That's a good question: I hope some others will share their experiences.
For my part: I have been messing around with CPC/EPC protocols a lot and haven't really been able to reproduce much of the literature. For instance I've found that KDR only 'works' when you don't look at viability. As soon as you add a viability stain (which many studies curiously omit) the CD34+/KDR+ population disappears. Also with KDR you don't really see a saturation point in antibody dilutions, the more anti-KDR you add, the more pos cells you see. This is also reported in a recent paper by the Yoder group (I think by Myka Estes as first author). There's a paper by de Boer et al in ATVB that is also interesting in this respect.

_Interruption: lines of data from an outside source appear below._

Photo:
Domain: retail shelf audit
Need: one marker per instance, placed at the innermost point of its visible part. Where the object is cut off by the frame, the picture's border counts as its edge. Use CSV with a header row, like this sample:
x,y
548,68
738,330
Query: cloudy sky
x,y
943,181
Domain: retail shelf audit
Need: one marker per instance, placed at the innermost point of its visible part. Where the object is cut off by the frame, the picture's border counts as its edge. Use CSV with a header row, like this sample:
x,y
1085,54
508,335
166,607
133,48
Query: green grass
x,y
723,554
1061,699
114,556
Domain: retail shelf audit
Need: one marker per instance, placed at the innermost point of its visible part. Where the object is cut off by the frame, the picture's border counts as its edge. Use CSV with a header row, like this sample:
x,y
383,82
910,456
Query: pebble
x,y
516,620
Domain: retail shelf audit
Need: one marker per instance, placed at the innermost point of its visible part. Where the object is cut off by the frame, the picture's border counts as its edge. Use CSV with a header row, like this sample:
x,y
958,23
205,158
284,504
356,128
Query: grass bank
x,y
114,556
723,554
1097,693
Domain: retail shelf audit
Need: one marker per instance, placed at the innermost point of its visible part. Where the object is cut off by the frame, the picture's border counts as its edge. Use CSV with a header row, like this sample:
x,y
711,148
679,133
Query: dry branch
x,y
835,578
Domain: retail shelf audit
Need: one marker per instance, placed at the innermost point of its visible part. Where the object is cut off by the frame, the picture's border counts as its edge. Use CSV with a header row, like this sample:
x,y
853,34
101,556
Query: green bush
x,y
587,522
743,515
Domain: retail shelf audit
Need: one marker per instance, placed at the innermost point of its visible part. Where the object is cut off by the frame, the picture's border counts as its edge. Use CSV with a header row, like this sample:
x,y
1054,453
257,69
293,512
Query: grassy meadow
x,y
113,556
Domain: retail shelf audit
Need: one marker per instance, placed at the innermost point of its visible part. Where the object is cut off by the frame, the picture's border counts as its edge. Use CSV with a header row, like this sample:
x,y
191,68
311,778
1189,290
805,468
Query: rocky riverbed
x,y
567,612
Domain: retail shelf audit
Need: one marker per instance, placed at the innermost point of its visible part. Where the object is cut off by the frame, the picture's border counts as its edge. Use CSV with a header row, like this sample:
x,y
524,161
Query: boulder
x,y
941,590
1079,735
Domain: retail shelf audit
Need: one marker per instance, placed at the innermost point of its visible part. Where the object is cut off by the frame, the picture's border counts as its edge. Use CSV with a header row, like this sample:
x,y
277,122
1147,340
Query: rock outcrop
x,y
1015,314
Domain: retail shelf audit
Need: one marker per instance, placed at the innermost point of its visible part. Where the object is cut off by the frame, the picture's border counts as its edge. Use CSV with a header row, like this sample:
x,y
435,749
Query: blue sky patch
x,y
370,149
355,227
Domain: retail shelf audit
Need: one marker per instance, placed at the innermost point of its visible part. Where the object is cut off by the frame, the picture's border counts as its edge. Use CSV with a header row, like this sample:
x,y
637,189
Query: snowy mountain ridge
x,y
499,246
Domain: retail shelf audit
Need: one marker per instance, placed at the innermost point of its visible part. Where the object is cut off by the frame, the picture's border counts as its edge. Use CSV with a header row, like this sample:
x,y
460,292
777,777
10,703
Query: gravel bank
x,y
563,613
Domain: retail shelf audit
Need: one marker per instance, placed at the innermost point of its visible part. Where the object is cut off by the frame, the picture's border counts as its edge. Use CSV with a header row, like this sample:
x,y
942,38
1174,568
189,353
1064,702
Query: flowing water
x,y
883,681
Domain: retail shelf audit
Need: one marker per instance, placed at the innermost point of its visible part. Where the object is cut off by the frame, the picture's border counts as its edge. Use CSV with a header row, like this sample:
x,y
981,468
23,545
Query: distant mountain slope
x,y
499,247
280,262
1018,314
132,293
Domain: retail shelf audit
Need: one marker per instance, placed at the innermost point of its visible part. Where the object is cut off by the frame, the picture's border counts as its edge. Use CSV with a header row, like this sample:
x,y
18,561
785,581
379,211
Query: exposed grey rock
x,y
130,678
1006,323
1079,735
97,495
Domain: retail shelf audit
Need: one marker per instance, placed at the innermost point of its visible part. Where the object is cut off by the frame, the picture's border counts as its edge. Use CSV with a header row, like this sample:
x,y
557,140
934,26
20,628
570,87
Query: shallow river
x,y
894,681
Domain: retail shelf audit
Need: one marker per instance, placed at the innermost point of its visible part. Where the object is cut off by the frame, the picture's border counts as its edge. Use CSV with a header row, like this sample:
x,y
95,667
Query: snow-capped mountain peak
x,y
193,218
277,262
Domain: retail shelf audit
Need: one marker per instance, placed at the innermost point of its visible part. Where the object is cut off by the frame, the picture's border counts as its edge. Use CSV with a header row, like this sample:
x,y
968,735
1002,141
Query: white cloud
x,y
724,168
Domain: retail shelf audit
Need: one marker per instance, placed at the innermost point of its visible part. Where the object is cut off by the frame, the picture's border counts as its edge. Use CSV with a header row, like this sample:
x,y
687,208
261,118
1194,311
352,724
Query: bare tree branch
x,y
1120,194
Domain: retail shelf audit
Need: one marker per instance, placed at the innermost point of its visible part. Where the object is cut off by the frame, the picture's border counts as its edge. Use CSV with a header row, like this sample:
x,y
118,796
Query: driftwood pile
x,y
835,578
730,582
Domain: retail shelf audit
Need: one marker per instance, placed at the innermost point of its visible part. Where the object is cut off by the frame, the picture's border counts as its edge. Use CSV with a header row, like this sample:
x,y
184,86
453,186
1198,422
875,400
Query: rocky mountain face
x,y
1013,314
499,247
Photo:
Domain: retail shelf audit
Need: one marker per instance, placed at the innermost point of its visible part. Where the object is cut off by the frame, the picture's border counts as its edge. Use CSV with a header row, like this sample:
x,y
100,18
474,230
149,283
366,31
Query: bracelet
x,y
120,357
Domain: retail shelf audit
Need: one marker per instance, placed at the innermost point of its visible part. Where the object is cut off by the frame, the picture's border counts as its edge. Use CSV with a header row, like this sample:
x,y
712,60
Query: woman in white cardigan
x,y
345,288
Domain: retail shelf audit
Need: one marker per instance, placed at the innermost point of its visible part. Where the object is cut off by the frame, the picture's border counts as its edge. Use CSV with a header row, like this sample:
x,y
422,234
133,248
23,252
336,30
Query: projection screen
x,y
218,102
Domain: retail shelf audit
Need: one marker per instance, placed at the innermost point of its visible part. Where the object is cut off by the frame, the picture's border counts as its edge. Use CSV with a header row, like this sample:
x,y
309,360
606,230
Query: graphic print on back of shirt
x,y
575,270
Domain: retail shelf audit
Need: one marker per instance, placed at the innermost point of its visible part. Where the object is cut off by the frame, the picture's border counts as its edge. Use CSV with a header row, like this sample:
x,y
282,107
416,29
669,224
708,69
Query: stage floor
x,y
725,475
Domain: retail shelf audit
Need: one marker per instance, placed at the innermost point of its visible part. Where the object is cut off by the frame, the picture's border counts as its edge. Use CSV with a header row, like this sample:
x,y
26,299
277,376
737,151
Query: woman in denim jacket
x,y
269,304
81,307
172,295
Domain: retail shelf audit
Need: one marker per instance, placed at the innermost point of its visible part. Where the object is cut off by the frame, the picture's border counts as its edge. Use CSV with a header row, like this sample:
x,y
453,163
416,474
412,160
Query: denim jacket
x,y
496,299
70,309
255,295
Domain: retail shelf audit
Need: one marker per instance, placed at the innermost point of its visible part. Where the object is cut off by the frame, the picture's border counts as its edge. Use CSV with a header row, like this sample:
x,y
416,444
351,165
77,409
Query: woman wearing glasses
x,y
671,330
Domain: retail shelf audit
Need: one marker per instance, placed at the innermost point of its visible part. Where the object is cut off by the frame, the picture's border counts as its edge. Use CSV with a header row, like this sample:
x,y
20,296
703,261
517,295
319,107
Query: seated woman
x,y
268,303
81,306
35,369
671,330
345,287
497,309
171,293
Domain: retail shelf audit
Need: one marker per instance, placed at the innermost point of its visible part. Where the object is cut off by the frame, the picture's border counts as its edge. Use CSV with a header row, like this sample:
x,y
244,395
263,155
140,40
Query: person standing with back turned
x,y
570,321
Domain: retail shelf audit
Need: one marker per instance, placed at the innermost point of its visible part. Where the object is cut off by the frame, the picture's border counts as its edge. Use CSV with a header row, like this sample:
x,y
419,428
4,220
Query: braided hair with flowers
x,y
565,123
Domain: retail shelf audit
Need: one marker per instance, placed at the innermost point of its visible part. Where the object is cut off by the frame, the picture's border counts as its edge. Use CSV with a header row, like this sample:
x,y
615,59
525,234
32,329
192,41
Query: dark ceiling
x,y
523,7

Concerning CD31, you do see a homogenously positive population, but the signal is fairly low, so I don't think the cells you register are really expressing it a lot. I've done a spike-in with ECFCs once and they are 3 logs higher in CD31 than what you pick up in blood (in this case the CD34+/CD31"+" cells). I think what you see is mostly cells that are in the process of eating a damaged platelet. The true CD31+ cells are exceedingly rare, same goes for CD146+ cells.
CD34, CD133 and CD45 work like a charm however: they have clearly positive populations, within subject variance lies pretty much at the theoretical minimum (poisson counts), and they behave exactly like they're supposed to (lower in DM, mobilized by canonical stimuli etc.)
My personal preference therefore goes to CPCs for flow cytometry, regarding circulating EPCs, I think anything other than ECFC are mostly artifacts and ECFCs are too rare to measure by FCM.